Illustration by Graham Roumieu
Imagine an Edmonton with fast light rail transit extending to every corner of the city, a more beautiful and commercially lively civic centre and limited urban sprawl.
Now imagine that these ideas were first proposed 50 to 100 years ago, at a time when both Edmonton’s population and land area were just a third of what they are today.
Well, it’s true.
Take, for example, a 1963 rapid transit plan for six lines of light rail extending from the downtown core.
New LRT lines are again being proposed and approved, but at far greater costs to retrofit the city with rails, not to mention the added challenge of changing public behaviour after five decades of increasing car dependency. According to Statistics Canada, 77 per cent of adults in the Capital region rely on automobiles for their commutes – the highest in the country for medium and large census metropolitan areas. Our citizens are also travelling farther and getting stuck in more traffic.
We had been warned.
In a 1930 City of Edmonton report on major streets, town planner John Tanqueray wrote: “… in every growing city the ever increasing volume of high-speed automobile traffic is year after year causing the inadequacies of the existing street systems to become more and more apparent.”
Before this shift, landscape architects emphasized walkability and accessibility.
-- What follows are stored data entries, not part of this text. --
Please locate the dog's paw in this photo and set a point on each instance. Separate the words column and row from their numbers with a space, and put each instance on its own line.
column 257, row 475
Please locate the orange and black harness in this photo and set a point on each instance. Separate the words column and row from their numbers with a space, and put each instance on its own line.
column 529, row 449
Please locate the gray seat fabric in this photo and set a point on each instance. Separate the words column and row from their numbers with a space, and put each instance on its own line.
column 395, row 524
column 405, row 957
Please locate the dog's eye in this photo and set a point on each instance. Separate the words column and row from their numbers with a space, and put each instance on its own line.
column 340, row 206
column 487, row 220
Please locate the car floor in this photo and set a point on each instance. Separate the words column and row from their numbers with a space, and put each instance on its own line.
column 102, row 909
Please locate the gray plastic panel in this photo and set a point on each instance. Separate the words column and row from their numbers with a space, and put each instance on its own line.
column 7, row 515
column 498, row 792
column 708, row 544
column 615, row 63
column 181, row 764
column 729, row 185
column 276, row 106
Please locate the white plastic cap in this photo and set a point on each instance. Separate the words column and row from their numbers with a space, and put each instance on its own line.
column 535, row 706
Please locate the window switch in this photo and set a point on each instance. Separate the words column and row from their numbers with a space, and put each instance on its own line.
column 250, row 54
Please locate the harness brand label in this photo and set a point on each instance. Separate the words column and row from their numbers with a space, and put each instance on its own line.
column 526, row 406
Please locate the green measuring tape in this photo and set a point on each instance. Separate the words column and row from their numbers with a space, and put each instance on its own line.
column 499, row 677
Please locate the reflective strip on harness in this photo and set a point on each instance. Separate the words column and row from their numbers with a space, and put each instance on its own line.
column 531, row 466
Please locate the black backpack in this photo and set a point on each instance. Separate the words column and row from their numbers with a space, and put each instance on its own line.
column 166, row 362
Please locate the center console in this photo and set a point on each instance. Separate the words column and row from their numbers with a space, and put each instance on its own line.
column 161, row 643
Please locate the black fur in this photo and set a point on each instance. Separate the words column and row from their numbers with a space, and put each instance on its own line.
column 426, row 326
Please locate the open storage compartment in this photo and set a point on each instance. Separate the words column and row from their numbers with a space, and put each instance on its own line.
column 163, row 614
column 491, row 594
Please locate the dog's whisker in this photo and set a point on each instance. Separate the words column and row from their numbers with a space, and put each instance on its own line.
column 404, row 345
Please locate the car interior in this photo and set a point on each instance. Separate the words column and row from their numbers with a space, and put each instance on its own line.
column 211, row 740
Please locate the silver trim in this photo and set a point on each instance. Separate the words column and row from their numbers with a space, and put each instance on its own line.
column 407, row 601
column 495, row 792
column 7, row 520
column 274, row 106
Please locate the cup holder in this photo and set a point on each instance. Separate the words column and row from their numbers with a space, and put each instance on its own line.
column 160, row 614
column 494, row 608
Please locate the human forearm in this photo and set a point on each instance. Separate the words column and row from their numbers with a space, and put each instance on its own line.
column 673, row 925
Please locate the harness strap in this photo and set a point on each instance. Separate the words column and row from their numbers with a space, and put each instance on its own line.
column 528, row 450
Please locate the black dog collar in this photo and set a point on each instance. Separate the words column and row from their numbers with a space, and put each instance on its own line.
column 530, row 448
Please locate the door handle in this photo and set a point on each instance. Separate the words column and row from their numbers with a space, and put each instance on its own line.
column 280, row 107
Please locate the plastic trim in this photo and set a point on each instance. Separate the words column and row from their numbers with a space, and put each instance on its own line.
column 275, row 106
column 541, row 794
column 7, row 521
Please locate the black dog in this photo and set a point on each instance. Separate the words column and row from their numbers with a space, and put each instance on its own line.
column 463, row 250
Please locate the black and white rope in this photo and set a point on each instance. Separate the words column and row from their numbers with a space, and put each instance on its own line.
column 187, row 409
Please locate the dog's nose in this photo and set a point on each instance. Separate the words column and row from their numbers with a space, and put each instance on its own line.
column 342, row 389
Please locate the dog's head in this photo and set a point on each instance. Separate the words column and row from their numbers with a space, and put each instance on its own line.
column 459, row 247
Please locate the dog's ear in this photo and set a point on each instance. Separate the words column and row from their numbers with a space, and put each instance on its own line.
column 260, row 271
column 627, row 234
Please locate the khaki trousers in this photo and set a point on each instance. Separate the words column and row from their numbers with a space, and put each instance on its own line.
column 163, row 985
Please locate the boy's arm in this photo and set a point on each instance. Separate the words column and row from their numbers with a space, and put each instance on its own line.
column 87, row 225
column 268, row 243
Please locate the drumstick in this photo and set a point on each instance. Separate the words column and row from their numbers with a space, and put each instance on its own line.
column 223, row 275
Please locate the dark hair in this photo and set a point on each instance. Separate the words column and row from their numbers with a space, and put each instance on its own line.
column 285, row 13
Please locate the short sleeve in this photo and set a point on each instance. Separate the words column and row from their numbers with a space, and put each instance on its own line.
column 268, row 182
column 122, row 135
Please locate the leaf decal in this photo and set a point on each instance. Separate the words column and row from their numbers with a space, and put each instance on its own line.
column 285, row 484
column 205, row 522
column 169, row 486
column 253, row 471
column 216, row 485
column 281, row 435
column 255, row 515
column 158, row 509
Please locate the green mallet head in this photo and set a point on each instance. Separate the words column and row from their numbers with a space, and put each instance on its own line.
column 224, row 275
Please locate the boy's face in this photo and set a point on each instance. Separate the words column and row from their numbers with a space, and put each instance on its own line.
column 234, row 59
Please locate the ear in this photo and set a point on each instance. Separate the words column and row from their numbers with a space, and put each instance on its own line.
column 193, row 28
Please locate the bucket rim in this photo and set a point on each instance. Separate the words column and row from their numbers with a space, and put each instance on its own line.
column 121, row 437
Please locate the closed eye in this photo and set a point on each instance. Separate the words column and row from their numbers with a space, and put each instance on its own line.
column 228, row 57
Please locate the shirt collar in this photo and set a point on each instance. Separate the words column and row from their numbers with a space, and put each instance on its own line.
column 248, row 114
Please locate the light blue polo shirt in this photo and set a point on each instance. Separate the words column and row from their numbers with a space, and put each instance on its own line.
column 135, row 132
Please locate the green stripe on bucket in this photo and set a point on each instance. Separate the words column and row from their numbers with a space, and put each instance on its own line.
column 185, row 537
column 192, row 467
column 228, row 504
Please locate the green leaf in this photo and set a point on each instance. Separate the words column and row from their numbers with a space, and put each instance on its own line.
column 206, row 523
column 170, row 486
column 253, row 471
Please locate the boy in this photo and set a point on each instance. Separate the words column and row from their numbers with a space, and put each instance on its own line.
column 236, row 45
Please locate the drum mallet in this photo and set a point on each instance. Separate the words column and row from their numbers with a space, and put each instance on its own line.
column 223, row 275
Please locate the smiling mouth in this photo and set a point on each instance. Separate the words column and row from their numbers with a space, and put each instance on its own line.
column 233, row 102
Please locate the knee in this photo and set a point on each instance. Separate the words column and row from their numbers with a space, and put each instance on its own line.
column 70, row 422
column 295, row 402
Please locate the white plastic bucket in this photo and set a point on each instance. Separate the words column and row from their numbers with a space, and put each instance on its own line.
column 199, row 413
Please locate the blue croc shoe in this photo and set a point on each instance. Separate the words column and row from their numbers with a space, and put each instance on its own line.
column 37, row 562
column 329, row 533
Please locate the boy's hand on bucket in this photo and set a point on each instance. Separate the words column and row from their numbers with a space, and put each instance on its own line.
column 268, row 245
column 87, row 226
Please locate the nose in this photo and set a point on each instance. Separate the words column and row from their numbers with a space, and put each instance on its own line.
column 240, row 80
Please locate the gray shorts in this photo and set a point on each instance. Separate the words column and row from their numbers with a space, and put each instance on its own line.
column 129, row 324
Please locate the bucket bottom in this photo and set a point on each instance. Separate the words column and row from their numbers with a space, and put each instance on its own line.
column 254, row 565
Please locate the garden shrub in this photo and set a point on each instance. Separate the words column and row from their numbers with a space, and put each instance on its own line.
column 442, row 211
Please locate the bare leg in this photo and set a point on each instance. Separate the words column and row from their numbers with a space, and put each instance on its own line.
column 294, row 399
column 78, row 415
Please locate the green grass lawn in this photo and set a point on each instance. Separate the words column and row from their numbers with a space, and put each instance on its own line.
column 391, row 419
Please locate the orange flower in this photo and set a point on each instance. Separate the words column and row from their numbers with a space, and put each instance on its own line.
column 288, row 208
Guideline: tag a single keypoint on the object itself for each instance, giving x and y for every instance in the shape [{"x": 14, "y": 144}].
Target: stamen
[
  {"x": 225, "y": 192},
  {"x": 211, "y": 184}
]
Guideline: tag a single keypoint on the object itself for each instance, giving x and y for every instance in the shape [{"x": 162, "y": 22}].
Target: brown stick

Frederick Todd, in 1907, envisioned a system of connected pathways throughout the river valley. (This vision reappears today in the River Valley Alliance‘s 2007 plan, and, like Todd’s proposal, funding will make or break it.) Five years later, Anthony Morell and Arthur Nichols expanded upon Todd’s report, proposing a system of parkways and boulevards to better connect parks throughout the entire city and, in turn, better connect communities.
There’s a lot we can learn from these aged plans, so it’s no surprise these ideas keep arising. For example, people have applauded the grand plans for turning 108th Street into Capital Boulevard, a pedestrian-friendly street with the Alberta Legislature as a terminal vista, but this idea belongs to Morell and Nichols, too. Shortly after the Edmonton-Strathcona amalgamation, they even envisioned a large, formal civic square in front of city hall, located where the Winspear Centre is now. Today, this is still a work in progress following the 2009 closure of 102A Avenue between the current city hall and Sir Winston Churchill Square.
Their recommendation, like many others, was sidetracked by the First World War. As in other Canadian cities, planning efforts were also limited by the Great Depression and the Second World War. In a 1949 report on the state of development in Edmonton, planner-architects John Bland and Harold Spence-Sales wrote: “… the exercising of planning function over the last 20 years cannot be regarded as other than inadequate.”
At 1950s planning conferences in and around Edmonton, suburban development and growth management were hot topics. At one, architect and planning consultant Warnett Kennedy spoke about subdivisions “being tacked on painlessly around the perimeters of existing cities, forming a patchwork quilt, and increasingly we have miles and miles of sub-subdivisions.” Decades later, a provincial task force in 1972 proposed the creation of an urban growth boundary.
Nevertheless, Edmonton continued to spread outward, and now has a land area larger than the City of Toronto. In 1955, provincial government documents showed steeply rising capital and maintenance costs, primarily due to suburban development, up 10 times over the previous decade.
But good plans don’t become reality without strong champions, and enough funding to see them through. Outside consultants like Todd, Morell and Nichols gave their recommendations to local planners, politicians and decision makers to implement; the next steps were out of their hands.
Community members need to find, demand and create more opportunities to get engaged in the direct physical improvement of their neighbourhoods and city. Our role is to keep those who set priorities and assign budgets accountable to the public interest. Doing so will result in a healthier population stronger community ties and a more efficient government.
The status quo alternative is more urban sprawl as more of us become stuck in traffic, and short on patience, health, time and money.